Saturday, September 1, 2012

Cherry Trees in Winter and Too Many Dead Children

Dear Cheyenne,
I haven't written to you publicly for several years. But, it's been a long hard summer.  And something about sending this out to the world feels right.

In many ways, this has been one of the hardest summers in almost a decade.

There are so many reasons why.

Your prom. Graduation. 18th birthday. College. Hit after hit. And then there are the families...

So many, many new families. Really, the past 18 months I've noticed a significant increase in the number of families who have come to us desperately seeking help.  I'm not even sure how we've managed to help so many. It feels a little like the loaf of bread that fed thousands.

Oh, how I wish this didn't happen. How I wish children didn't die. American children, Italian children, Romanian children, German children, Irish children, Latin children, Canadian children, African children, Asian children, Russian children, Australian children, Maori and New Zealander children, Native American children, Arabic children, Indian children, Greek children, Spanish children, Icelandic children, all the children of all the world...

We are all connected. Their children are mine, mine theirs. When one child dies, it affects us all, even through the generations. I know this now, Chey. You taught me this.

Still, there are so many things about child death that I don't understand. Some of the most beautiful families are faced with life's most incomprehensible loss.

A student asked me yesterday how I "handle all the stress" of working with grieving families.

I really believe that the answer to that is through my mindfulness practices. They help me to feel you and remind me that you are with me, you and I are the same. We are one. Remember the first time I hiked barefoot? I felt you with me then. The first time I meditated? Then, too. The kindnesses? All you, sweet girl.

It's taken lots of time (they call it "practice" for a reason) but I've learned to tolerate uncertainty even about the big, unanswerable questions. I've learned to lean into my suffering and the suffering of others. I've learned to willingly turn into the darkness when it calls, not fearlessly yet still with some degree of courage. I've learned that I can truly love strangers and not fear being overtaken by their grief. I've learned that their grief is my grief. I've learned that it is our connectedness and integration that can heal the world. I've learned that if I still my mind, I can hear you...

I know my feet are yours. That we walk together. That all the children who belong to all the families walk together.

And so yesterday I meditated on cherry trees blossoming in winter.
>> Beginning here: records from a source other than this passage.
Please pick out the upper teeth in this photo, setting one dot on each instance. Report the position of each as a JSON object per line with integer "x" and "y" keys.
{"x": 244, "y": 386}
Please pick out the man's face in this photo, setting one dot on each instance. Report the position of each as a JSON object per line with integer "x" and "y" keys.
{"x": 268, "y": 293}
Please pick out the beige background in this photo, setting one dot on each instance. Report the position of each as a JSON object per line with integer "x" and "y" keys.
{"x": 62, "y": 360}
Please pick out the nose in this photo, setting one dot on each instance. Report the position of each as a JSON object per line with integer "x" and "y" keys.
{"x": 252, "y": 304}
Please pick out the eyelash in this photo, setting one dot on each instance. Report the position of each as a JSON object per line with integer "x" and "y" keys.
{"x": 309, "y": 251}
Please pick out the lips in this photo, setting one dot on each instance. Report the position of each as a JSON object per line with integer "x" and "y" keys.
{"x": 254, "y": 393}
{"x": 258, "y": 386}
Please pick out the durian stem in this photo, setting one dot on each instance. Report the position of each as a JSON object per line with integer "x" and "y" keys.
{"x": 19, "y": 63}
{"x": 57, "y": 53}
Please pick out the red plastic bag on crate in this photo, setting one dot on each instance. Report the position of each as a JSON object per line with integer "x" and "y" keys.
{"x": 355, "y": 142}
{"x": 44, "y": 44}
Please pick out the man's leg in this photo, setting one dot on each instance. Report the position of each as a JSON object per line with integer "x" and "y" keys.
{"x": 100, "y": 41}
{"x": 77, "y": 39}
I still cry nearly every day, mostly for us all, and I'm thankful for that. I'm alive.  The beauty and the pain live together in the same house. They, too, are one.

I love you and miss you every second of every day of every week of every month of every year of every decade.



Unknown said...

((((((Jo))))), so many children, so much pain and so much love...

Dr. Joanne Cacciatore said...


They taught us that every moment is a gift. Didn't they? <3


Rambling Roads said...

I am a palliative care nurse, and a mother to a sweet 7 month old, born 3 months to the day after my dear friends precious son was born still(they were also born in the same room(completely unplanned)). Our sons were, are, and always will be connected. Thank you for sharing your letter and your journey. I know that you have helped so many understand what child-loss parents go through. You have given me greater insight into grief, which makes me a better friend, nurse, mother and person.

When I first read your story, I wept for your dearest Chey. Her spirit lives on in you and through all of us who have been touched by you!


Dr. Joanne Cacciatore said...

Thank you so much Hannah. Thank you for your open heart...

GrahamForeverInMyHeart said...

Your words make me weep.

I hope that I can someday feel what you wrote:

"I've learned that if I still my mind, I can hear you..."

Dr. Joanne Cacciatore said...

((((Graham's Mom))))) I hope for you too <3


The soul still sings in the darkness telling of the beauty she found there; and daring us not to think that because she passed through such tortures of anguish, doubt, dread, and horror, as has been said, she ran any the more danger of being lost in the night. Nay, in the darkness did she, rather, find herself.